Chief Judge of the Superior Court of Cobb County, Georgia
- In office 1997–1998

Judge of the Superior Court of Cobb County, Georgia
- In office 1984–2012

Judge of the State Court of Cobb County, Georgia
- In office 1979–1984

Member of the Georgia House of Representatives District 117 - Post 6 District 21- Post 1
- In office 1969–1977

Personal details
- Education: University of Georgia (BA, JD)

= George H. Kreeger =

American judge

George Herman Kreeger was a member of the Georgia House of Representatives from 1969 to 1977 representing portions of Cobb County, Georgia. He then served as a judge in the Georgia courts for over thirty years.

==Early years and education==
Kreeger graduated from the University of Georgia with a Bachelor of Science in Education in 1963. While an undergraduate, he became a member of Sigma Pi fraternity. He graduated from the University of Georgia School of Law in 1966 with his Juris Doctor degree where he was a member of Phi Delta Phi legal society.

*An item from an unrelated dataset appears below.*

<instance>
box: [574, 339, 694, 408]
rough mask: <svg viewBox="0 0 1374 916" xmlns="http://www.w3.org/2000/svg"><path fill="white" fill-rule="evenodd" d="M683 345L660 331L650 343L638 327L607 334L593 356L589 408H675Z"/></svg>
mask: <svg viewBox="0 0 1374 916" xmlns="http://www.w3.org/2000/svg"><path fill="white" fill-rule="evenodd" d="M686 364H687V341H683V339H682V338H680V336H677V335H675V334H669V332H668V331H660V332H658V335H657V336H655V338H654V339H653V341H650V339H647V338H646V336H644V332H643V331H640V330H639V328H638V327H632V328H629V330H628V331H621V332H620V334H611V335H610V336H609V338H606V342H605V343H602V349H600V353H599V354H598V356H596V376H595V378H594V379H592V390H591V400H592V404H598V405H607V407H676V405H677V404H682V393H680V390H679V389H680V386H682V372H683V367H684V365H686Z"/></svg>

==Legal and political career==
After graduation, Kreeger practiced law for thirteen years with the firm of Tate and Kreeger in Marietta. In 1968, Kreeger was elected to the Georgia House of Representatives, taking office in 1969. He served four 2-year terms. Kreeger was a member of the Democratic party in a district which was increasing favoring Republicans. Kreeger was appointed to a position on the State Court of Cobb County in 1979. He served as a Cobb County Superior Court judge from 1984 to 2012, being the Chief Judge from 1997 to 1998. He also served in the Cobb County Adult Drug Court for 10 years and was the Administrative Judge for the Seventh Judicial District from 2002 to 2004. In 2012, after more than 33 years on the bench, Judge Kreeger wrote a letter to Georgia Governor Nathan Deal asking to be placed on Senior Judge status, effectively retiring. The state Judicial Nominating Committee took applications for Kreeger's position and recommend its top picks to the governor.

==Personal life==
Kreeger is married to his wife Hellan and they have three daughters. He is a Methodist and a member of the Optimist Club.